2- Vous avez souvent utilisé le noir et blanc pour vous exprimer. Deux exceptions notables : L'homme-Bonsaï avec la colorisation réussie mais classique de Delphine Chédru (responsable par ailleurs des couleurs somptueuses de la série Esteban) et Ursula vers l'amour et au-delà réalisée par vos soins. Dans ce dernier, l'utilisation originale de l'aquarelle et de rehauts de crayons de couleurs semblait accompagner parfaitement l'énergie de votre dessin. Dans Chroniques de la vigne, vous poursuivez cette exploration de l'aquarelle. Plus qu'une mise en couleur, votre dessin semble avancer de concert avec celle-ci. Dans la création d'un album, qu'est ce qui dirige votre choix d'utiliser le noir et blanc ou la couleur? Comment définiriez-vous votre approche de celle-ci?

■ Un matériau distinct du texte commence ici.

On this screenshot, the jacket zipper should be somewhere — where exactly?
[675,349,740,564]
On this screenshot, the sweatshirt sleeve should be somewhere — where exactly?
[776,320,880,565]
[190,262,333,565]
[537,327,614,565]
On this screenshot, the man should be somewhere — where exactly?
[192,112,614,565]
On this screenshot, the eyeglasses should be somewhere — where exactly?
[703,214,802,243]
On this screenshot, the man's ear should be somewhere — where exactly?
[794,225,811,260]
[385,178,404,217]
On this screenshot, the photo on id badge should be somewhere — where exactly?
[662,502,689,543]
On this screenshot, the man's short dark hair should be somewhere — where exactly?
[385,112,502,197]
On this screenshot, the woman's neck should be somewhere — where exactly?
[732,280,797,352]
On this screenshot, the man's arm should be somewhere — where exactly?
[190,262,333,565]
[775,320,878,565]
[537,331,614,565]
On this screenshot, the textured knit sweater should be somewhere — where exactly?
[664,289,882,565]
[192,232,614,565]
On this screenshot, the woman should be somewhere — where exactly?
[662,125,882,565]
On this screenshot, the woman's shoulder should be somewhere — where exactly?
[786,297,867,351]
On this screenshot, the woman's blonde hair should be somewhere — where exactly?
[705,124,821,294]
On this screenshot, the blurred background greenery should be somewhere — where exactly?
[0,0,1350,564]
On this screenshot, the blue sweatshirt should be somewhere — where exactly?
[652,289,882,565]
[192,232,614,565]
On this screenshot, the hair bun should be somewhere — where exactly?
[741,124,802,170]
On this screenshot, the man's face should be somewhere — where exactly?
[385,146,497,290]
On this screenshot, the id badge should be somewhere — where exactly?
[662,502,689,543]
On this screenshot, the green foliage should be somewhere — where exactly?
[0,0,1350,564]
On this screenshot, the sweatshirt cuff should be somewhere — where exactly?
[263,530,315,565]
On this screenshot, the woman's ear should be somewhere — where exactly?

Dans l'absolu, c'est le N&B que je préfère, tout simplement parce que le dessin est une véritable écriture. Je sais que la mienne se rapproche parfois plus de celle d'un médecin qu'à une typographie d'imprimeur, peut-être parce que j'ai étudié les sciences avant d'entrer aux Beaux-Arts. Sans doute parce que je préfère l'évocation à la précision, la poésie au réalisme. Quoi qu'il en soit, la couleur s'impose parfois. Pour L'Homme-Bonsaï, la collection Mirage se doit d'être en couleur et j'aimais celles de Delphine, je voulais tenter cette nouvelle expérience avec elle. Pour Ursula, je tenais à contre-balancer "le côté obscur des paillettes de la vie nocturne" avec un traitement un peu enfantin très coloré (crayons de couleurs, aplats d'aquarelles) pour évoquer l'enfance d'Ursula à l'orphelinat, mais aussi l'immaturité nécessaire pour considérer l'existence après 2h du matin comme la vraie vie, la seule qui vaille…
Pour les Chroniques de la vigne, j'ai travaillé le dessin exactement comme mes carnets de voyage. Il s'agit d'ailleurs d'un voyage au cœur de la Bourgogne et dans mon histoire familiale. J'ai rempli des dizaines de carnets de voyage à l'encre indélébile et à l'aquarelle, c'est très instinctif et très efficace pour entretenir le souvenir et rendre les atmosphères… En les ouvrant, je suis rassuré de voir que j'ai évolué en 25 ans… Mais en bande dessinée c'est assez laborieux, car les images s’enchaînent et doivent se ressembler un minimum, sans pour autant tomber dans le coloriage. Je crains l'ennui plus que tout, le mien, mais surtout celui de mes lecteurs…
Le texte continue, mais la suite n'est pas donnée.